Without residency and the legal rights it should provide for registering his unborn children, what kind of future awaits Abu Hameed and his family in waiting?
However, there are hopes that all that could be about to change. Under new rules issued by the Lebanese Ministry of Interior’s Directorate for Personal Status, Palestinian refugees from Syria will now find it easier to legally register marriages or the birth of their children in Lebanon.
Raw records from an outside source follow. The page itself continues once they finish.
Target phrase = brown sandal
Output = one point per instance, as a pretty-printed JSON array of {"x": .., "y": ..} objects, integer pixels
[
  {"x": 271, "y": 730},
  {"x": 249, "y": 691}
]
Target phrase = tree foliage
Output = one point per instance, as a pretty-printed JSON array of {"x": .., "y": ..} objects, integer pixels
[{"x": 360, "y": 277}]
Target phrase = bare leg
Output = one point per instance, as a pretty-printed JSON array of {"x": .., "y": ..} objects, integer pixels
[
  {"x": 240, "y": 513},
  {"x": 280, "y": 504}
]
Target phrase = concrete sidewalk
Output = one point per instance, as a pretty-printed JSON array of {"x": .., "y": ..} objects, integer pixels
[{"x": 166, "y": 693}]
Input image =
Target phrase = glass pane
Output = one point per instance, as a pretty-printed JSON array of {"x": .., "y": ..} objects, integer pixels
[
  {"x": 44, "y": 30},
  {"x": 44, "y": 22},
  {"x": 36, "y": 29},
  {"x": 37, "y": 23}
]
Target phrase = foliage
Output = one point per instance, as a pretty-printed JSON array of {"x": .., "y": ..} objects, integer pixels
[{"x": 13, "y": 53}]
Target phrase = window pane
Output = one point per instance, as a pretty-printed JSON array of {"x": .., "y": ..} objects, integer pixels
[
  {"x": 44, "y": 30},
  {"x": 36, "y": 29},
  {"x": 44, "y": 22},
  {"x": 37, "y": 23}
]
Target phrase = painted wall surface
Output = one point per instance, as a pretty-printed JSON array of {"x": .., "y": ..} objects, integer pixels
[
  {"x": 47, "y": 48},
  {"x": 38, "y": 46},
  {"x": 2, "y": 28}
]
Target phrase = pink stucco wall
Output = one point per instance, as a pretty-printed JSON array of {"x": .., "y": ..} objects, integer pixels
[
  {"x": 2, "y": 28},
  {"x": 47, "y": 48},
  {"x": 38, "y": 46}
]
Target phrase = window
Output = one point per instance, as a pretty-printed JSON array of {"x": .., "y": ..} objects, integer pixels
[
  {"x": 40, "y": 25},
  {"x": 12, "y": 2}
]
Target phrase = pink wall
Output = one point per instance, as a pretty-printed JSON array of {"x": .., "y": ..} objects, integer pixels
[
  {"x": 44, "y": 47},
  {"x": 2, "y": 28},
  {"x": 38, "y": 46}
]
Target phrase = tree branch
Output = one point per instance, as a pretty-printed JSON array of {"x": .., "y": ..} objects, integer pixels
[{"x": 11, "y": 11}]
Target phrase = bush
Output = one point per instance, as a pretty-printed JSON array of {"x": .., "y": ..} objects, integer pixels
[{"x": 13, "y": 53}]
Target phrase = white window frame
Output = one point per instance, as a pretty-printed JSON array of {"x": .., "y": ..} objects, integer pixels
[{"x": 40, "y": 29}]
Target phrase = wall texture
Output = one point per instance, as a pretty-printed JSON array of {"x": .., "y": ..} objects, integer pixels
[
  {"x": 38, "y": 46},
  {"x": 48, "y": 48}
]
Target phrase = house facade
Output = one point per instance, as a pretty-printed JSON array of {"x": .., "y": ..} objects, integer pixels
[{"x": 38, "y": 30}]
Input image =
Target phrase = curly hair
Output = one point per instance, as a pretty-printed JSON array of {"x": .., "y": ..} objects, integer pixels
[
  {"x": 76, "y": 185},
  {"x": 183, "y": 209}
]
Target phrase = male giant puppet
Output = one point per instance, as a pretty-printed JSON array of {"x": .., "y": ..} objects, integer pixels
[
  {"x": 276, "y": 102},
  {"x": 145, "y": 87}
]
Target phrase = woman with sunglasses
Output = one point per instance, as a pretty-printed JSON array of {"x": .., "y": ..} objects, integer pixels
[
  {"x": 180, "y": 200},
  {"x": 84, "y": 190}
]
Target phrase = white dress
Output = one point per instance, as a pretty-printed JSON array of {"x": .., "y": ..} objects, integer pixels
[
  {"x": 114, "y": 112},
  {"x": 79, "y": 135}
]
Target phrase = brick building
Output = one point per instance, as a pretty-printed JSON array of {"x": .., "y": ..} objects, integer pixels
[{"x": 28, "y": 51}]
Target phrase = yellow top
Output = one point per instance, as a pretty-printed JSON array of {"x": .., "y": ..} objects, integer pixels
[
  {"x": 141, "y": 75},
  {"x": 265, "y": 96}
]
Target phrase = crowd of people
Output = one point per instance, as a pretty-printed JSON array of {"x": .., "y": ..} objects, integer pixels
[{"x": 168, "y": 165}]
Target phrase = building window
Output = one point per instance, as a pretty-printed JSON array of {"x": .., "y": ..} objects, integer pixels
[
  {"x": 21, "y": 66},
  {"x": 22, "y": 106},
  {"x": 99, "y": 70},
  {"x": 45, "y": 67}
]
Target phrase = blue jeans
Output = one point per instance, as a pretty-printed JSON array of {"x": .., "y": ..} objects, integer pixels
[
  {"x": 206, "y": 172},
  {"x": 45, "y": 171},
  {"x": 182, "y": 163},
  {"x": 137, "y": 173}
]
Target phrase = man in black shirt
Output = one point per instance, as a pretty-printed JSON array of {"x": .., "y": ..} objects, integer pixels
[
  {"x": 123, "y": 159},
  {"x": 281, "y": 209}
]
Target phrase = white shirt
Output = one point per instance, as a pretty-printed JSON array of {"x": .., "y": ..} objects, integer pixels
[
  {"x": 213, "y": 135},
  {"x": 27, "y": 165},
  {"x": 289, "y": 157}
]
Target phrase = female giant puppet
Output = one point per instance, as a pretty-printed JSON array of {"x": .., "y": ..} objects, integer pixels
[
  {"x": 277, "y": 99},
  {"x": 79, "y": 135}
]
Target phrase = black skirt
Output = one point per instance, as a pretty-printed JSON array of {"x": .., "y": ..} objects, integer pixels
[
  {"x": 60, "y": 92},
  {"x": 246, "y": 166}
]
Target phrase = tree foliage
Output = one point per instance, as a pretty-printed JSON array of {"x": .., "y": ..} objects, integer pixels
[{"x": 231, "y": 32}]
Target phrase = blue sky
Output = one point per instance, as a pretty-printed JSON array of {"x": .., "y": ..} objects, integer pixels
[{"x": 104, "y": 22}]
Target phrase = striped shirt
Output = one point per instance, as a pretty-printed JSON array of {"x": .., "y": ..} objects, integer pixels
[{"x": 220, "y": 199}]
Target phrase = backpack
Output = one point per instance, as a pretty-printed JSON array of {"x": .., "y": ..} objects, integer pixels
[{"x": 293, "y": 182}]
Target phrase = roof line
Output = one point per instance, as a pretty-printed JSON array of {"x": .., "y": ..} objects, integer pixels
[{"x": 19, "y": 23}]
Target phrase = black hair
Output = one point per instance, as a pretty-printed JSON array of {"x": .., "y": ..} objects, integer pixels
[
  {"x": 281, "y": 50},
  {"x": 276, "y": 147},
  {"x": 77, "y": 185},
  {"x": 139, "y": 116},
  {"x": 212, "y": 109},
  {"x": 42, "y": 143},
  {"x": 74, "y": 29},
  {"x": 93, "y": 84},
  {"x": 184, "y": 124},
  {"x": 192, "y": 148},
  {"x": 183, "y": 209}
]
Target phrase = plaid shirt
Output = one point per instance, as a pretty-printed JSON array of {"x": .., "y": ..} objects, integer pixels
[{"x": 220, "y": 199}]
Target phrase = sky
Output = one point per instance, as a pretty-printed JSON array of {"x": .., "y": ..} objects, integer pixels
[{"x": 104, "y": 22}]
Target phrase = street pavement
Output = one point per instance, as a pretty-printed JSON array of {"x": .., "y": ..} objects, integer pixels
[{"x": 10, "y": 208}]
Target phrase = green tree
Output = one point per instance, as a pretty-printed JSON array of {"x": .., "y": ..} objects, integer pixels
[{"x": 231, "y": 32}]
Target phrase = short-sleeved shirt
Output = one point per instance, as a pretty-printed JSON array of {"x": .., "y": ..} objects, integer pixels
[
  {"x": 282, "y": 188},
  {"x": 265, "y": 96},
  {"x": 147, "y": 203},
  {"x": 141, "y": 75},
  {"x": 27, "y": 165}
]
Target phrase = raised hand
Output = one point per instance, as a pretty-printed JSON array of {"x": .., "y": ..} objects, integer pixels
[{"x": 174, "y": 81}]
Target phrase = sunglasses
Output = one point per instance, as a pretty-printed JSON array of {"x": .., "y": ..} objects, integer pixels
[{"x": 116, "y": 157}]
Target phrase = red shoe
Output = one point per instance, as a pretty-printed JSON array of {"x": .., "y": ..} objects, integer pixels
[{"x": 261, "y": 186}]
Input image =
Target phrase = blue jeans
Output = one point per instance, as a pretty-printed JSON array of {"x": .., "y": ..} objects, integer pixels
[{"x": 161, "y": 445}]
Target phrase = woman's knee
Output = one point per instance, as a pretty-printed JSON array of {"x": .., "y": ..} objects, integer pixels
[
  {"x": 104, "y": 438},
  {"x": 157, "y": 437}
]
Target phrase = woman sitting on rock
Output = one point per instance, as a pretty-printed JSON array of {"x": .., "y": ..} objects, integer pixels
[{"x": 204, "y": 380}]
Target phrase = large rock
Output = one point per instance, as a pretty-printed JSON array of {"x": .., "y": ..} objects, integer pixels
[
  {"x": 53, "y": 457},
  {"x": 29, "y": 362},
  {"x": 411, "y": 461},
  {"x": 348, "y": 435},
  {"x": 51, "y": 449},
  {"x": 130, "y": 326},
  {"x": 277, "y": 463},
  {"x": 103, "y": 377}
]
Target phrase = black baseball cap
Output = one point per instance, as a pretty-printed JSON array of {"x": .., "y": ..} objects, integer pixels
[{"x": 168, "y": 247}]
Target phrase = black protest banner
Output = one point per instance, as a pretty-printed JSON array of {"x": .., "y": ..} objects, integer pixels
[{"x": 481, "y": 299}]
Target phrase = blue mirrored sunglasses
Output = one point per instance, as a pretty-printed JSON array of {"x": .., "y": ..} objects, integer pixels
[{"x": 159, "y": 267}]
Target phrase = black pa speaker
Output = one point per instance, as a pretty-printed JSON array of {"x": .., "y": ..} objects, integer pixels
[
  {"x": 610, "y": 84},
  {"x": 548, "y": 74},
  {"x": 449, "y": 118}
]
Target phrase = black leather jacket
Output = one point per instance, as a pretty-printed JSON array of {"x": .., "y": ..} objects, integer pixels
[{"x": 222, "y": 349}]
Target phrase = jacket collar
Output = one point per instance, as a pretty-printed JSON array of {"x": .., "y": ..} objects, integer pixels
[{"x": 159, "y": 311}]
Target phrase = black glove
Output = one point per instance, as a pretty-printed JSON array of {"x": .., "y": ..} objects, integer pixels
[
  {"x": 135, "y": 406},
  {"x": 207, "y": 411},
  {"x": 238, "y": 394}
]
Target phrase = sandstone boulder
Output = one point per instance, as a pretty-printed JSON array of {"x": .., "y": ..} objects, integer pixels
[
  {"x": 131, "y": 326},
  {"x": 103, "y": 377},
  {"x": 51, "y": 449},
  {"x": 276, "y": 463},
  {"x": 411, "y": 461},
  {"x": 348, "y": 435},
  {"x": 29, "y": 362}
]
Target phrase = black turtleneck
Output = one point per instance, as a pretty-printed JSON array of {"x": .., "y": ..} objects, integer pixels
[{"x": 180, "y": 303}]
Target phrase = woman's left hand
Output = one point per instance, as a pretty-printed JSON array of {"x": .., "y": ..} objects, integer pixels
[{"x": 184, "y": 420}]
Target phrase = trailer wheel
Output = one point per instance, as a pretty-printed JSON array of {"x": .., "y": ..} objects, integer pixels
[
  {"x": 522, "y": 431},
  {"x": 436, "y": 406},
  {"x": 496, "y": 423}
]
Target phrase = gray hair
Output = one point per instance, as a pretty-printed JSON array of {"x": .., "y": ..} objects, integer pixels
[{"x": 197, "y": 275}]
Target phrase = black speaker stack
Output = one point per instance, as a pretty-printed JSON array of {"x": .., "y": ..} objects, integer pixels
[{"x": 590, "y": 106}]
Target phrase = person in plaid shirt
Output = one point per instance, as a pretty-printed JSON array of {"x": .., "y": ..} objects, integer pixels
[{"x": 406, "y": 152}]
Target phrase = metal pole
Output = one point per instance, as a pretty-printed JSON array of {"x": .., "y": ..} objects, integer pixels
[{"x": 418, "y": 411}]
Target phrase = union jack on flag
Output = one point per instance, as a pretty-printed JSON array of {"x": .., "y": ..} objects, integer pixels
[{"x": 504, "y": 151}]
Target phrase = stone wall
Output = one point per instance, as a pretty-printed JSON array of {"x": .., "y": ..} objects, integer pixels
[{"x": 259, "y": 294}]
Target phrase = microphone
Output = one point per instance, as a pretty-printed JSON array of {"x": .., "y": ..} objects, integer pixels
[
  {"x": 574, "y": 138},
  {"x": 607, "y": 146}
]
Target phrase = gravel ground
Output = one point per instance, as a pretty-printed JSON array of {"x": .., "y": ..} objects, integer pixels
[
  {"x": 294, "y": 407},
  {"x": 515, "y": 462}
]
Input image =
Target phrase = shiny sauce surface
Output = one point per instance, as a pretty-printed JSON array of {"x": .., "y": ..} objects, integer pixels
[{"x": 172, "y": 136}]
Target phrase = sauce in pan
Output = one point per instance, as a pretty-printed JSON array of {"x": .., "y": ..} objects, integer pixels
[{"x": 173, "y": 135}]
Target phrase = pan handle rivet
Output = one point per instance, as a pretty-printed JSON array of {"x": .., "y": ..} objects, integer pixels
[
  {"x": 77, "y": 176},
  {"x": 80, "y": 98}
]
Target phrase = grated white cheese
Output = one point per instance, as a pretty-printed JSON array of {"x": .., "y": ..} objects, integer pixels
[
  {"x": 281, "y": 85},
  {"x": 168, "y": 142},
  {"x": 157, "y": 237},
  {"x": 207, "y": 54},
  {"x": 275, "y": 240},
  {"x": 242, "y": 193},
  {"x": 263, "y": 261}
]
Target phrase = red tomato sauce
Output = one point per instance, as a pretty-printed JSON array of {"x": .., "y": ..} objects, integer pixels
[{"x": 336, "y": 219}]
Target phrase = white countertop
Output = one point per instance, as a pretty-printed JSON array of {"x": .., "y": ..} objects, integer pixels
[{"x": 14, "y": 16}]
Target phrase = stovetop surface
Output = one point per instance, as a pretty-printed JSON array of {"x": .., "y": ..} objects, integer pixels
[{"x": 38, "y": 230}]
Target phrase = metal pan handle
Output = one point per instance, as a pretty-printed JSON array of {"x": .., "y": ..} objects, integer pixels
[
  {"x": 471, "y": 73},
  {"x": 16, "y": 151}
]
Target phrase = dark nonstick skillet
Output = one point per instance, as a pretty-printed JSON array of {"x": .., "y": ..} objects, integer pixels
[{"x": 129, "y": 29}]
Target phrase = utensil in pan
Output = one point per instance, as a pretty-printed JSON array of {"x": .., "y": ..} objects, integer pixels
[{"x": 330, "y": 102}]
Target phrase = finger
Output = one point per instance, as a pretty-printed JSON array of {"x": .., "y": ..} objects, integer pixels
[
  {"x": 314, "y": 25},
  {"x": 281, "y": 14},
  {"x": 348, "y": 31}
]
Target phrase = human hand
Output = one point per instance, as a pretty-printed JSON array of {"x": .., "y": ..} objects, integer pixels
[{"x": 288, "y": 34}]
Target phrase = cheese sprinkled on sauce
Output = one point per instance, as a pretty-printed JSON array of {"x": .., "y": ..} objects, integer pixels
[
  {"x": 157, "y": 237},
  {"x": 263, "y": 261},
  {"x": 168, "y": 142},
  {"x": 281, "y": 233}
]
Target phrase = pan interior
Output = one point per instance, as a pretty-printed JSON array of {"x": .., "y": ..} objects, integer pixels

May Hammoud, a legal officer at the Lebanese-Palestinian Dialogue Committee (LPDC) established in 2005, said the change was a result of lobbying from the LPDC and it will change Palestinian-Syrians’ lives for the better.
“[This memorandum] clarifies the documents required and simplifies the procedures,” Hammoud told Al-Monitor on Oct. 18, explaining that Palestinian-Syrians can now register marriages when only either a husband or wife has legal residency and register births without either parents having legal residency. “We felt that the priority was to tackle the legal challenges faced by Palestinians from Syria, and one of those priority legal challenges … was the registration of marriages and births.”
The new regulations follow a similar memorandum focused on Syrian nationals in Lebanon that was passed on Sept. 12.
Still, challenges remain. According to a study released last year by the UNRWA and the American University in Beirut, some 90% of Palestinian-Syrians in Lebanon live below the poverty line — a much higher figure than other displaced communities — with 9% of that figure living in absolute poverty.
“[Palestinian refugees from Syria] are at the worst level in Lebanon — relative to Syrians and relative to Palestinians,” Hammoud said. “The Palestinians from Syria are the most vulnerable community.”
Abu Firas, a refugee from Yarmouk who has helped establish a network of relief committees in the Bekaa Valley for vulnerable Palestinian-Syrians, told Al-Monitor that Lebanon’s residency regulations have created different legal statuses within the same family unit.
That could really start to present problems — not now, but in the future, he said.
“These kinds of cases are only creating problems for the families in the future; for example, if they were going to get a resettlement procedure or family reunification or whatever,” he said. “You might have a family that has a child born in a Lebanese hospital, and at the same time that child is carrying a document saying they were born in Syria. Let’s say they go for a resettlement interview … they’re going to face complications.”
While Lebanon’s new regulations will end that vicious circle of irregularity for some, in the case of other families the damage has already been done.
Umm Ibrahim — widowed and bereaved — is now stuck in Syria, and dangerous, untrustworthy border smugglers are her only route back to rejoin the rest of her family in Lebanon.